In decode.py I set the single-row mask and the bit positions and attempted to play it via ffmpeg. At the time, decode.py was set up to output 8 different files, throwing out the first n number of bits to account for a signal that started in the middle of a byte. This turned out to be unnecessary and actually caused me quite a bit of trouble. One of the output files with a certain bit offset was interpreted as playable by ffmpeg and made me think that I had a corrupted video. It looked like a 3 second video that was entirely gray. I went down a many hour long rabbit hole of figuring out the correct parity check matrix and implementing error correction to solve the problem only to eventually figure out that I had incorrectly selected parity/data bits and the ffmpeg result was garbage 😢.

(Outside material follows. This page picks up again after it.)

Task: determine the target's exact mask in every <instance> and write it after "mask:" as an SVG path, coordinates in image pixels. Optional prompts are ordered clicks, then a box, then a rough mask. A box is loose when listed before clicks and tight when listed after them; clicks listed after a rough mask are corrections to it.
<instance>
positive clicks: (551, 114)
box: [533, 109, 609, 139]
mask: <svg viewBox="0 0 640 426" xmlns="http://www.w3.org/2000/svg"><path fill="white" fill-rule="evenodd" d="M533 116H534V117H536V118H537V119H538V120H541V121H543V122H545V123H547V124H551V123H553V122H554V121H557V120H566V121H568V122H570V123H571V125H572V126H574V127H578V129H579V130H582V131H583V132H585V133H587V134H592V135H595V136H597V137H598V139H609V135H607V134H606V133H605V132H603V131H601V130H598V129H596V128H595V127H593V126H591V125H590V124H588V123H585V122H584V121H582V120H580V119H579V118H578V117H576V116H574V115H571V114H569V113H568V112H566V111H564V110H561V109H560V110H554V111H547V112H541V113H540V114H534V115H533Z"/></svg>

Once I finally got back around to trying new data/parity positions, I tried interpreting the first 11 bits as data and the last 6 bits as parity/padding. When I opened the output file I was incredibly relieved:

Decoded Video GIF

Any of the timestamps at the top of the video while the journalist is visible should work and we have completed this task!